Content

1 Production Optimization

The design of optimal production procedures is a factory planner's most important and central duty. Since there's nothing as practical as a good theory, the targeted increase of a production's effectiveness must be based on a sound and sophisticated method. In order to achieve sustainable improvement, all previous habitual production procedures must be systematically challenged and developed in a suitably target-oriented manner. The book at hand aims to conclusively illustrate the respective outstanding effectiveness of the value stream method.

1.1 The Organization of Production

The organization of industrial production happens in factories, designed to include five dimensions: location, structure of the factory site, factory building including factory structure and layout, production logistics and work organization. A factory is a complex sociotechnical system and thus a technomorphically designed and lived-in living space for living people. A factory, seen as a space for living, could be referred to as a technotope - in line with the term 'biotope'. The human existence takes place - and particularly so in a factory - in a technical environment.

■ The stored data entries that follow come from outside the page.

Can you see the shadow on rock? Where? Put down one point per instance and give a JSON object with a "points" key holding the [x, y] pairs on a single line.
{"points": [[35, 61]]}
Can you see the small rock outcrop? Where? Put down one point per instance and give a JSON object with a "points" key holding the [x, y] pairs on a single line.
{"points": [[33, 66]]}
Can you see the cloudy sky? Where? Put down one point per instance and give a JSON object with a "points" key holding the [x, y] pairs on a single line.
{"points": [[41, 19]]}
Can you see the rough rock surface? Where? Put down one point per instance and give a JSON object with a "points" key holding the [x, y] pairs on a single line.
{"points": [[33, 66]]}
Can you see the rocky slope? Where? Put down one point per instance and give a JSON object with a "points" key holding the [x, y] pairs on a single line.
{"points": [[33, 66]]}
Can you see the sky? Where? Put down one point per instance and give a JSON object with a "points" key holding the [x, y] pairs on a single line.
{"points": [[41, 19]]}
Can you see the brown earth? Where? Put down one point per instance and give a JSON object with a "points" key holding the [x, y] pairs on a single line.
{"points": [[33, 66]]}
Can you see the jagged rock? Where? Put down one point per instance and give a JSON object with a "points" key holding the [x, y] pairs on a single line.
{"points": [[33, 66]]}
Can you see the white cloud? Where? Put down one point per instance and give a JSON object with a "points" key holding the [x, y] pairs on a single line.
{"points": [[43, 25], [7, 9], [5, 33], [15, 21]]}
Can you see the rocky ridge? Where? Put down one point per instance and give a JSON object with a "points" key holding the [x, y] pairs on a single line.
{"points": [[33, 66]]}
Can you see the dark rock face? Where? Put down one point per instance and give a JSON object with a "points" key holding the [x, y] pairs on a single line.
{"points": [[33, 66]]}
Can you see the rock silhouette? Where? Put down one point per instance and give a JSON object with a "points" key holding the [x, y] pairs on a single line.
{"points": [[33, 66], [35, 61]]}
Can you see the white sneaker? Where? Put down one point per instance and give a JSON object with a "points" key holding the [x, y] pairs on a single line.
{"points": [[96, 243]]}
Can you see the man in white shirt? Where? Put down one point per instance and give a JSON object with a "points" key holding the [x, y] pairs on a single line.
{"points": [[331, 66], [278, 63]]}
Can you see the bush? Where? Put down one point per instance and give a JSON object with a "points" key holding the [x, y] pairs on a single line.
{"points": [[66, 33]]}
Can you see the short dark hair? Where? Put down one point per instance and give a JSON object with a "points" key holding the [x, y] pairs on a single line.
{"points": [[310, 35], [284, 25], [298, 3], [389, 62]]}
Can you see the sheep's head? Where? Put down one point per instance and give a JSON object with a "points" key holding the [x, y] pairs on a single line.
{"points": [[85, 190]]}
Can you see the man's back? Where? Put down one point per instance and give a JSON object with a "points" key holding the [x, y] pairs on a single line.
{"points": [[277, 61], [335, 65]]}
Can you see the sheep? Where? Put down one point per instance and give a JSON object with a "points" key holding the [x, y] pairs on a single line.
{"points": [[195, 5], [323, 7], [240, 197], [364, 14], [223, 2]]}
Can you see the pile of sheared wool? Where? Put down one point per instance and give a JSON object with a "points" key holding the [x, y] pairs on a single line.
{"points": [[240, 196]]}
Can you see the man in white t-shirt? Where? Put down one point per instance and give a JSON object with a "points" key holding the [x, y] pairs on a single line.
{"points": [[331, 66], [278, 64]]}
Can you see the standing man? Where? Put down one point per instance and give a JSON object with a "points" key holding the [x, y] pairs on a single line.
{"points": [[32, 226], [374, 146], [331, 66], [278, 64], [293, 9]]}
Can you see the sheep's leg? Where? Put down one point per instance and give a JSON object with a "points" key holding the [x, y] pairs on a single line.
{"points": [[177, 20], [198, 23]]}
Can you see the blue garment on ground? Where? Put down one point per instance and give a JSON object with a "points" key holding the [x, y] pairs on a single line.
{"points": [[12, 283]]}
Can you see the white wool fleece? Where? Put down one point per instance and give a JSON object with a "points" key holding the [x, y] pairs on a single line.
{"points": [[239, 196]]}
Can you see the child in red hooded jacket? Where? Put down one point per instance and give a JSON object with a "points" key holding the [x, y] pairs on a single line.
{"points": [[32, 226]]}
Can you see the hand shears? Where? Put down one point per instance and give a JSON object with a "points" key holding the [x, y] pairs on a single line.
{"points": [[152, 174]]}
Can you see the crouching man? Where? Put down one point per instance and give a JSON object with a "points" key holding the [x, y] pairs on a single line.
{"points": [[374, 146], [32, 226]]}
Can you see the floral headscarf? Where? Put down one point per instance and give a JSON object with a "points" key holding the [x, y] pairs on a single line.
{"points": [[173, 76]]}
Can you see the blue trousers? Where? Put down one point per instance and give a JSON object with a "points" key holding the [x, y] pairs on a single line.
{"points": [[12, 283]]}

A factory's production procedure with all its correlations is best holistically observed from the value stream perspective - with a focus on value creation. The effectual logic of a lean factory is entrenched in a Sysiphusian struggle of constant production improvement. Continuous improvement is the force that pulls the rotating wheel of the value stream upwards on the steep slope of production quality with the aid of an appropriate work organization. Waste of any kind is an obstacle which must be overcome through increased effort in the realization of improvement measures. Once implemented, improvements are secured through standardization, because positive production procedures are characterized by repetitive execution of procedures in an identical manner.

1.2 The Four Goals of Production

The primary objectives of production are known as the 'holy trinity' of cost, quality, and time - though this sequence may vary according to 'felt' importance. As goals, these three points are not precisely formulated - desired are low production costs, high product qualities, and short lead times in production and order processing. Recently, though rarely, the product variety on offer has sometimes been included in these production goals. Gone are the times of mass production, characterized by Henry Ford's statement, "You can have any colour you want, as long as it is black."

Production optimization aims at the constant improvement of production efficiency with respect to four conflicting goal dimensions. These four dimensions - variability, quality, speed and cost-effectiveness - are reflected in the market as the success factors of the respective products. The essential strategic parameters of a production are comprehensively defined with the aid of the market goals of availability, delivery capability, delivery reliability, delivery time and price.